Unfortunately, we don’t have a free market in much of our agricultural sector.  So, an important question is how did the wealthy gain their wealth. If they gained their wealth by receiving subsidies from our government, then they gained their wealth by making others poorer. Today, farmers receive various kinds of government subsidies, both directly and indirectly.  For example, crop insurance premiums are subsidized 60% by taxpayers, regardless of the income or wealth of the farmer. And, crop insurance not only covers losses from natural disasters, it also covers loss of profits due to lower crop prices. There should be no subsidy at all for crop insurance, but it is particularly distasteful when the subsidy goes to the rich.  So, we must blame our own government’s policies for at least some of the unjust and immoral aspects of income and wealth inequality.

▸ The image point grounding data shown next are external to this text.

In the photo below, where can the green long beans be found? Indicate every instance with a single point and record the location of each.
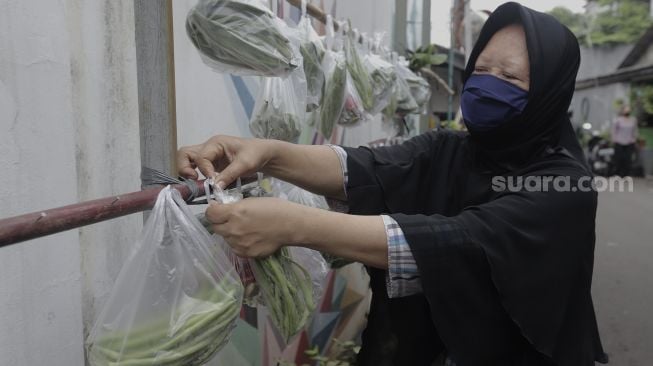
(193, 342)
(287, 290)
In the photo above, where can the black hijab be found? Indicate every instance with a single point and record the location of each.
(544, 127)
(506, 275)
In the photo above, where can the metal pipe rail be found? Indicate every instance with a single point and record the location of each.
(41, 223)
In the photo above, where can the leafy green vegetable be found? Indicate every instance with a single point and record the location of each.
(241, 37)
(359, 74)
(333, 100)
(312, 51)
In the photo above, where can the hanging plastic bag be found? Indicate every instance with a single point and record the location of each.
(383, 81)
(354, 108)
(312, 51)
(406, 104)
(334, 66)
(175, 301)
(382, 74)
(280, 109)
(241, 37)
(359, 74)
(353, 111)
(288, 283)
(419, 88)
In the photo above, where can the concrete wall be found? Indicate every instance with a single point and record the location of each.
(598, 61)
(601, 107)
(69, 132)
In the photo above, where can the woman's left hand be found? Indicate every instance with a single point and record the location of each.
(256, 227)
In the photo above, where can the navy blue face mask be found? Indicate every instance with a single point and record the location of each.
(488, 101)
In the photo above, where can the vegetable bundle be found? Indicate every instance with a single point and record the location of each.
(333, 100)
(240, 36)
(358, 72)
(194, 342)
(383, 78)
(279, 110)
(175, 301)
(287, 289)
(287, 282)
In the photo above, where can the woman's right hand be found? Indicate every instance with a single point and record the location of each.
(231, 157)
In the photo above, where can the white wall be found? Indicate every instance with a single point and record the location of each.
(68, 132)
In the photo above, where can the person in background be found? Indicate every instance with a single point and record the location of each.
(458, 270)
(624, 135)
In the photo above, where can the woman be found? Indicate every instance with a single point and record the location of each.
(458, 266)
(624, 135)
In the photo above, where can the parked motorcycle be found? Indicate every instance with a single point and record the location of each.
(600, 155)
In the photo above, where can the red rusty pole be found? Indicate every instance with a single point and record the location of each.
(36, 224)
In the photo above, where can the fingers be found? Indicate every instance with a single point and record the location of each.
(209, 154)
(186, 158)
(218, 214)
(231, 173)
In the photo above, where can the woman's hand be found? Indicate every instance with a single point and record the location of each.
(256, 227)
(233, 157)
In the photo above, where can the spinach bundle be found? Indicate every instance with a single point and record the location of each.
(241, 37)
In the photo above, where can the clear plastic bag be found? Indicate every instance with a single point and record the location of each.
(288, 283)
(359, 75)
(406, 103)
(241, 37)
(334, 66)
(176, 299)
(279, 112)
(419, 88)
(383, 77)
(354, 110)
(312, 51)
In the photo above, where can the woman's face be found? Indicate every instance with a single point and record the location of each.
(506, 57)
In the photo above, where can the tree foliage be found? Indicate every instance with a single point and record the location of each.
(615, 22)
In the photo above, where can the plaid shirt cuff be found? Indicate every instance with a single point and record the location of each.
(402, 277)
(334, 204)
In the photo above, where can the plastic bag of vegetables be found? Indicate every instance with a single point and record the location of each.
(359, 74)
(175, 301)
(354, 110)
(406, 103)
(280, 109)
(241, 37)
(312, 51)
(334, 66)
(383, 77)
(419, 88)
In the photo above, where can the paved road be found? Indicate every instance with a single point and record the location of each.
(623, 274)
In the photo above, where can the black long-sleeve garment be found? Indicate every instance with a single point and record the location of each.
(506, 275)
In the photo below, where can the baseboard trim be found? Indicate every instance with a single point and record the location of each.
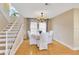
(17, 48)
(65, 44)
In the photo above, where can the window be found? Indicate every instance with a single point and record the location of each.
(13, 11)
(33, 27)
(42, 26)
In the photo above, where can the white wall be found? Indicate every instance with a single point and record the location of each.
(76, 29)
(3, 20)
(63, 28)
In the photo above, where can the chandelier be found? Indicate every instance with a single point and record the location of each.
(42, 16)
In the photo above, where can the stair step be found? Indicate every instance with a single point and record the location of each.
(2, 48)
(9, 32)
(8, 37)
(2, 52)
(3, 40)
(1, 35)
(9, 44)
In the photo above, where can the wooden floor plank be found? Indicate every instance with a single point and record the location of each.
(53, 49)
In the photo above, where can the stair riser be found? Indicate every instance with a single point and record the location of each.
(10, 35)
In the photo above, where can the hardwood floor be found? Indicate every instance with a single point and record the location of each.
(53, 49)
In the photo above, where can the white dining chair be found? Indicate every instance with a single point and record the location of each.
(32, 39)
(43, 42)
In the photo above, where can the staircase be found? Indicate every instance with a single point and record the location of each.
(8, 36)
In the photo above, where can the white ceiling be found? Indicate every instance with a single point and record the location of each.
(33, 9)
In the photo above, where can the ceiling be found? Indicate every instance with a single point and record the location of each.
(33, 10)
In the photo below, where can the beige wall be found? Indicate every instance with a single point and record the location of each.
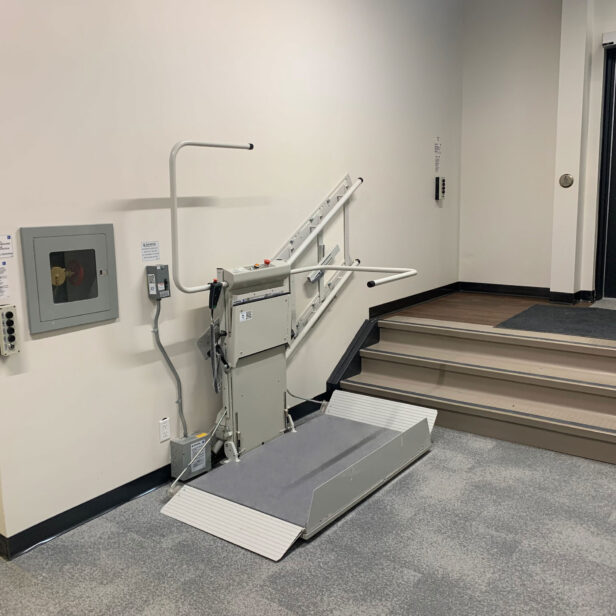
(95, 94)
(510, 92)
(603, 20)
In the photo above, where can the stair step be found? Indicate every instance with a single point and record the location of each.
(517, 369)
(485, 333)
(570, 410)
(570, 431)
(546, 390)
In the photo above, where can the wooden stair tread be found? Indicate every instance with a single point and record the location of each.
(508, 336)
(573, 418)
(501, 367)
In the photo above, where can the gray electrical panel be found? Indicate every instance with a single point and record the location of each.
(70, 275)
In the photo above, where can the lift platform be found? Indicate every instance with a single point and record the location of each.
(280, 483)
(299, 482)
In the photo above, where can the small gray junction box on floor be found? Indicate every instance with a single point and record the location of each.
(183, 450)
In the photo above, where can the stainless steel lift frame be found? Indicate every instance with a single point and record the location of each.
(281, 483)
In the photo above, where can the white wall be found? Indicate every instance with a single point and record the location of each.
(510, 91)
(603, 20)
(95, 94)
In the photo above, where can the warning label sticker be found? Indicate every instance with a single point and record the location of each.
(199, 463)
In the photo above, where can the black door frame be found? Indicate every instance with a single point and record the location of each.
(607, 152)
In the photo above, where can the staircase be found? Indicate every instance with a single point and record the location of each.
(550, 391)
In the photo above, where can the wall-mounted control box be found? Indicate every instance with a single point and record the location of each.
(157, 279)
(70, 275)
(439, 188)
(9, 338)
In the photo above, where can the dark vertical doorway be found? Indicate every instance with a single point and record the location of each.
(605, 267)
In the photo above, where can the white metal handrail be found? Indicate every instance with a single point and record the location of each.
(400, 272)
(175, 253)
(323, 223)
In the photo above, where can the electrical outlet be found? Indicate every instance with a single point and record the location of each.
(164, 429)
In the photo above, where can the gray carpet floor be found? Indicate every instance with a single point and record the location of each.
(477, 526)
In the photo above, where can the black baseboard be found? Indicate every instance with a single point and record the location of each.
(26, 539)
(572, 298)
(504, 289)
(405, 302)
(350, 363)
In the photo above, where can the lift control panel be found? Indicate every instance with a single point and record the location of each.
(9, 340)
(157, 279)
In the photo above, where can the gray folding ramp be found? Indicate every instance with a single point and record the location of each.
(300, 482)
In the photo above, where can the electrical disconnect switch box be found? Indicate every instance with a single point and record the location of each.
(9, 340)
(183, 450)
(157, 277)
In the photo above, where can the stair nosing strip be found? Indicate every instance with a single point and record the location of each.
(507, 337)
(483, 406)
(503, 371)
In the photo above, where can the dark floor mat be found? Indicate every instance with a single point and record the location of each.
(586, 322)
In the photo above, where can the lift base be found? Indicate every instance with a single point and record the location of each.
(297, 484)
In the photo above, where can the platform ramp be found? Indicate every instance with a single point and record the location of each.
(298, 483)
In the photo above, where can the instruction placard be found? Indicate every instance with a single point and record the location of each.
(150, 250)
(5, 292)
(199, 463)
(6, 246)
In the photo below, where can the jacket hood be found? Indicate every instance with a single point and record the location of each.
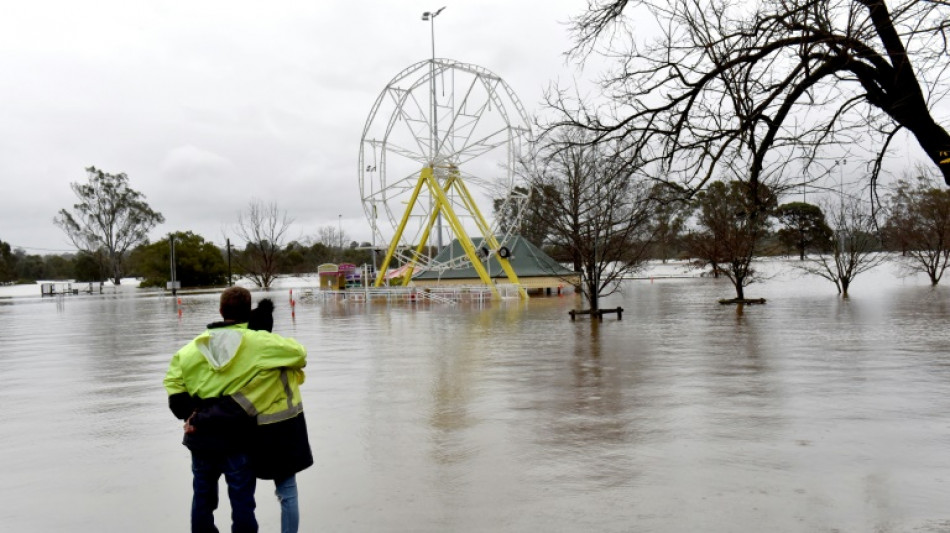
(219, 346)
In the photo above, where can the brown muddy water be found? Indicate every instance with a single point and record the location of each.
(809, 413)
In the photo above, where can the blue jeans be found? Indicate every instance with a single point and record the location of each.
(207, 470)
(289, 512)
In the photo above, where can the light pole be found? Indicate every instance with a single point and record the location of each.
(433, 143)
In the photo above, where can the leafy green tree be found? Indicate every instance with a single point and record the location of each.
(596, 210)
(669, 217)
(198, 263)
(110, 216)
(803, 227)
(732, 223)
(919, 222)
(8, 263)
(263, 227)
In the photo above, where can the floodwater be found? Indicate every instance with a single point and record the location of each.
(809, 413)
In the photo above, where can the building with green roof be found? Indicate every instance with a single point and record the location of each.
(536, 270)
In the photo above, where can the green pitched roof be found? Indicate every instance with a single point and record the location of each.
(526, 259)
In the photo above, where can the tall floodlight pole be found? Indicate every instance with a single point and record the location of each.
(433, 144)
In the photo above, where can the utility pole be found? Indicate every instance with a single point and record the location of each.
(174, 283)
(434, 142)
(228, 244)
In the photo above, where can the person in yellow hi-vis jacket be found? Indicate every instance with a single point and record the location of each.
(200, 380)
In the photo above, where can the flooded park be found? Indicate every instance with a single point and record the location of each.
(809, 413)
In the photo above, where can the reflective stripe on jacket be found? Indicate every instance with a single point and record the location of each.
(272, 396)
(221, 361)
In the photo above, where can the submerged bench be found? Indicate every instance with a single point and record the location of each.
(598, 313)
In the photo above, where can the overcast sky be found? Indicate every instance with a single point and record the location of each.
(209, 104)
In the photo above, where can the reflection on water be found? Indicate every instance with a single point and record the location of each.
(809, 413)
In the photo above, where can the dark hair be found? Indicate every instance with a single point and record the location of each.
(236, 304)
(262, 316)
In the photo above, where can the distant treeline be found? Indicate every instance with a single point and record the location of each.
(199, 263)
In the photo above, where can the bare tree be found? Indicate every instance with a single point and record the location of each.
(731, 224)
(596, 211)
(333, 238)
(920, 222)
(110, 217)
(819, 74)
(263, 229)
(852, 248)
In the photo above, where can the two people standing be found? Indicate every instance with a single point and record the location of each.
(237, 389)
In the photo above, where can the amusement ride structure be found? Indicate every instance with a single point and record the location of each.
(441, 140)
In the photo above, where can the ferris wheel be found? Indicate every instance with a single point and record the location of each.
(439, 151)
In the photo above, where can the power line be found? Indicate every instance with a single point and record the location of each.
(15, 247)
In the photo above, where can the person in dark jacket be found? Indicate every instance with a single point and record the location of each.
(203, 382)
(280, 447)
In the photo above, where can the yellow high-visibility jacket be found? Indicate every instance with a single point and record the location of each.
(222, 361)
(272, 395)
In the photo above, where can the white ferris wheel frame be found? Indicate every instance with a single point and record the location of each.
(447, 151)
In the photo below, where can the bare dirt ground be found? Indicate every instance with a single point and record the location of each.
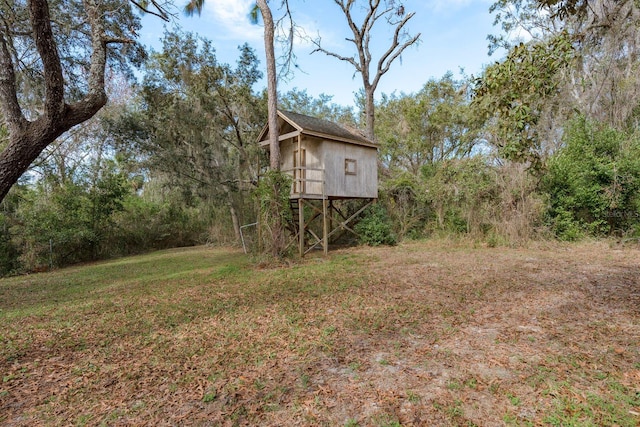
(423, 334)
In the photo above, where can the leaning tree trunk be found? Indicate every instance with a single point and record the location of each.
(275, 210)
(27, 139)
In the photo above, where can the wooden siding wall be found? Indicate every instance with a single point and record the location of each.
(338, 184)
(331, 156)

Tax increase on the rich – already done.

Beginning on 1/1/2013, individuals with income over $200,000 and married couples with incomes over $250,000 will pay a new 3.8% Medicare tax on interest, dividends and capital gains.  This increase will happen whether or not the Bush Tax Cuts are allowed to expire.  Currently, the Medicare tax is 2.9% of all earned income, without limit.  So, the wealthy pay the Medicare payroll tax on everything they earn.  Beginning in 2013, they will contribute even more based on unearned income.  This tax was included he Patient Protection and Affordable Care Act (PPACA), commonly called Obamacare.  The tax had nothing to do with protecting patients or making care more affordable.  It was simply a tax increase on the rich to help reduce the tremendous Medicare funding deficit.  So, Obama has already increased taxes on the rich.